Super tight 8 turn!! First time we ever even could try such a thing and mastered it!!


 

Eventually learned how to move the ball!


 

 

There were imaginary cookies in there. Lol
Also, I am apparently the legendary Headless Horseman!!  Hah!

 

Lunging, sending and distantly leading.


 

His favorite home-away human, lol.


 

He made buddies with this one.


 

Bareback, practicing turns, listening, stops and such. 


 

None of these obstacles phased him! Not even the super noisy bridge w/barrels for walls. ♡


----------



## secuono (May 19, 2017)

He really is dang near saintly now.

Never seen nor been on a teeter, zero issue!!!

*I highly recommend Ananda & Patrick Brunson in Louisa, VA from Red Horse Equine Training at Anna Valley Farm.

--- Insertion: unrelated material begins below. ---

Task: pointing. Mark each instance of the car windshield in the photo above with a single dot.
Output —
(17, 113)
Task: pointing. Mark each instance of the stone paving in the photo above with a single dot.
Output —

Freshly caught wild mustang, problem horse or just some fun with your equine buddy, they're awesome & they'll get your horse ready to go-go!! *


His My Little Pony impression.


 




Trotting up to the bridge.

 




Backing back up onto bridge.


 



My Sweet Potato is so small!  ♡




DH lessons!




Couldn't wait long enough,  getting into mischief!  ♡


----------



## Poka_Doodle (May 20, 2017)

Looks like a blast!!!


----------



## Southern by choice (May 20, 2017)

That looks like so much fun.... very happy you got the opportunity to go!


----------